Criadora do grupo contra Bolsonaro está com medo

Por: Redação | Comunicar erro

Depois que o grupo de Mulheres Unidas contra Bolsonaro bombou no Facebook, as milícias digitais vieram, chamaram as administradoras de “putas”, “vagabundas” e as acusaram de fazer campanha para alguma candidatura. Alguns dizem que elas deveriam apanhar ou até serem estupradas.

O principal alvo foi Ludmilla Teixeira, uma das idealizadoras do grupo, tanto que ela se viu obrigada a desaparecer das redes, desativando seu perfil pessoal. “Sinceramente, estou com medo”, afirmou à Catraca Livre, diante dos ataques crescentes.

“Acredito que a maior conquista deste grupo é que nossa atual conjuntura política torna muito difícil que todas as minorias sociais existam e resistam. E nós, mulheres, encontramos um local de pertencimento, um sentimento de coletividade que nos fez acreditar que podemos fazer as mudanças acontecerem de forma efetiva. Aquela sensação de não estarmos sós e de encontrarmos tantas mulheres dispostas a lutar por nosso espaço e tomarmos para nós aquilo que é nosso por direito, o espaço de fala e de luta, é que nos faz acordar cada dia com mais vontade de desconstruir discursos que querem nos deixar à margem”, afirma.

No vídeo abaixo, Ludmilla Teixeira, comemora quando o grupo tinha apenas 6,000 seguidores – agora, já passou de 1 milhão.

Ludmilla está sendo acusada de fazer campanha para o PT e até de forjar os números. Um ponto que foi alvo de debate é a discrepância do número de membros do grupo. Para quem está inserido na rede, aparece mais de 1,6 milhão de mulheres, mas oficialmente o número é de cerca de 1 milhão.

Segundo um porta-voz do Facebook, isso acontece porque o número visível dentro do grupo, que é fechado, inclui pessoas que foram convidadas, mas ainda não responderam ou não tiveram seu nome analisado pelas administradoras.

“O número que está visível para não membros do grupo reflete apenas o número de pessoas que realmente participam do grupo”, diz o porta-voz. Mas, a julgar pelo número interno,  em muito breve será atingido o patamar de 1 milhão.  Há pelo menos 800 mil mulheres à espera de aprovação ou que ainda não tiveram o convite aceito.

O grupo

Ludmilla ressalta que o grupo está sofrendo ataques na redes sociais e teme infiltração do time de moderadoras voluntárias. Com medo disso, a rede está analisando com cuidado a oferta de ajuda voluntária para fazer a intermediação.
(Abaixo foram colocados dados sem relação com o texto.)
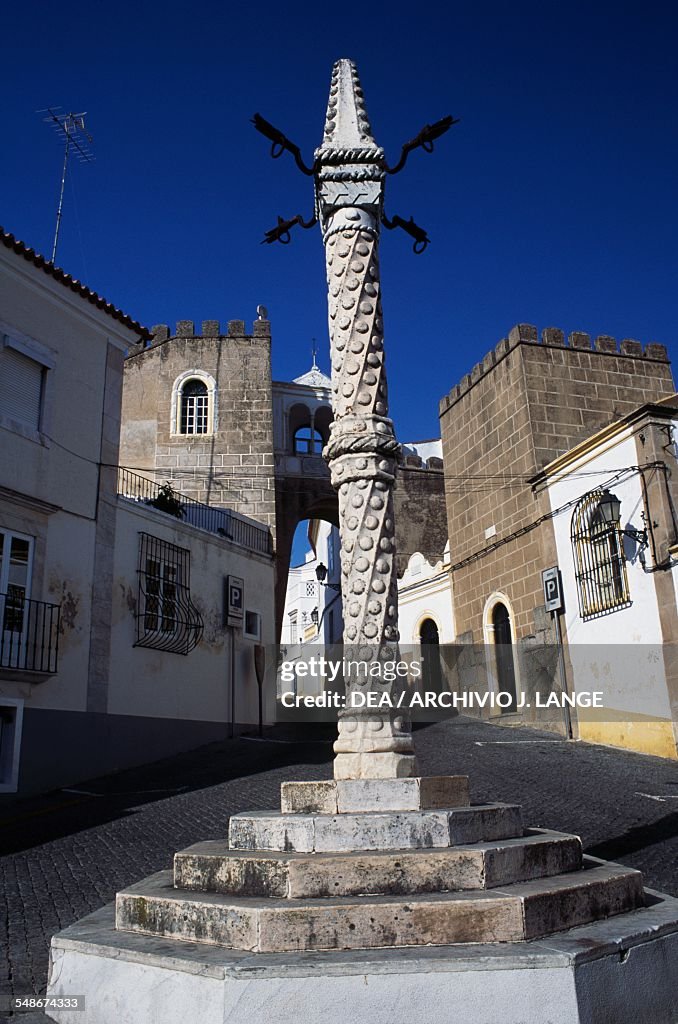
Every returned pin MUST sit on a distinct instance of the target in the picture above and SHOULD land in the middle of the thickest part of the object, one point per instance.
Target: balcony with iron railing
(29, 638)
(224, 522)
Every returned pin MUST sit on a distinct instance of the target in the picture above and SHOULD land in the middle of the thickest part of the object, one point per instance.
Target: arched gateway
(259, 446)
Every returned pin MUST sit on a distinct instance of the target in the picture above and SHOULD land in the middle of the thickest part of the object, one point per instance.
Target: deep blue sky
(552, 203)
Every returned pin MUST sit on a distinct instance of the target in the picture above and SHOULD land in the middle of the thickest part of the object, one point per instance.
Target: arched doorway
(429, 638)
(505, 667)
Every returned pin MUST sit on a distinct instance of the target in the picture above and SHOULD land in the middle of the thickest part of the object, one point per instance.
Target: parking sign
(552, 589)
(235, 600)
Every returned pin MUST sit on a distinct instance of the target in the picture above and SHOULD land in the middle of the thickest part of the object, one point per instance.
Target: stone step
(341, 796)
(211, 866)
(374, 830)
(525, 910)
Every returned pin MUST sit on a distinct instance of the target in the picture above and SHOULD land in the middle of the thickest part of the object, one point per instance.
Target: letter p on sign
(552, 589)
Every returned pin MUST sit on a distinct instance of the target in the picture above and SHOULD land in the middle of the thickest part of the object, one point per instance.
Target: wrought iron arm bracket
(282, 231)
(414, 230)
(425, 139)
(280, 142)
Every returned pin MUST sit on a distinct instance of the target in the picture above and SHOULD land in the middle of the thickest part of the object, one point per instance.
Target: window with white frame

“Grupo destinado a união das mulheres de todo o Brasil (e as que moram fora do Brasil) contra o avanço e fortalecimento do machismo, misoginia e outros tipos de preconceitos representados pelo candidato Jair Bolsonaro e seus eleitores. Acreditamos que este cenário que em princípio nos atormenta pelas ameaças as nossas conquistas e direitos é uma grande oportunidade para nos reconhecer como mulheres. Esta é uma grande oportunidade de união! De reconhecimento da nossa força!”, diz a descrição no Facebook.

Segundo as regras das moderadoras, o grupo é destinado apenas para mulheres cis ou trans, as discussões devem ocorrer de forma respeitosa, e não são permitidos discursos de ódio, enquetes sobre intenção de votos e a exposição de publicações feitas dentro da comunidade. Além disso, não é aceita propaganda para nenhum candidato.
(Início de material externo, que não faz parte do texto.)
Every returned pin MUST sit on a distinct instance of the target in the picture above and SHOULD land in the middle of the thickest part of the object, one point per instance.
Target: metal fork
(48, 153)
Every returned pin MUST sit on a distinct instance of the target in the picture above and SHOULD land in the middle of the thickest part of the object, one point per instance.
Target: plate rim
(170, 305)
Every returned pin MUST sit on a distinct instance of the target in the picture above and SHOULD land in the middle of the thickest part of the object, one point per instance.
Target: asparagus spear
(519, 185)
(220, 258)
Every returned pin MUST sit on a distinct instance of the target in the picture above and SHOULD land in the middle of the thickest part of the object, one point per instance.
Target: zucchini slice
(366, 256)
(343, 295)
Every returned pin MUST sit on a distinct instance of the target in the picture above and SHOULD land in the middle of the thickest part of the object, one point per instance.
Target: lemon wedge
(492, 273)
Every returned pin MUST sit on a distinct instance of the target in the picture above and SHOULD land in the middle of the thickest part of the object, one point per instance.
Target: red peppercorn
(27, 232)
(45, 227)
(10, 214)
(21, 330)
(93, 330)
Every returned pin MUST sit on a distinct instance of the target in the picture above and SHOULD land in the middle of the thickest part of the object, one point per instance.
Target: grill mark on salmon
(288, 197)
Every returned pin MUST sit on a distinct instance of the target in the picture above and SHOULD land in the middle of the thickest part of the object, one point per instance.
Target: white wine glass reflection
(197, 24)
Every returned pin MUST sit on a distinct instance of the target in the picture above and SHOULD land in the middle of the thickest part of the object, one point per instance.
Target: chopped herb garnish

Ainda de acordo com Ludmilla, o objetivo da iniciativa não é atacar o Bolsonaro, mas sim, lutar contra o fascismo e o retrocesso que ele representa. “Infelizmente, ele é a figura mais nefasta para o público feminino, não tem propostas que nos ajude a encarar essa sociedade desigual. Na verdade, ele prega a redução dos nossos direitos”, explica.

A ideia do grupo surgiu como forma de juntar as mulheres em luta por seus direitos. No entanto, como se tornou algo muito maior, os planos das integrantes agora são organizar manifestações em cidades pelo país e, após as eleições, manter essa rede de apoio.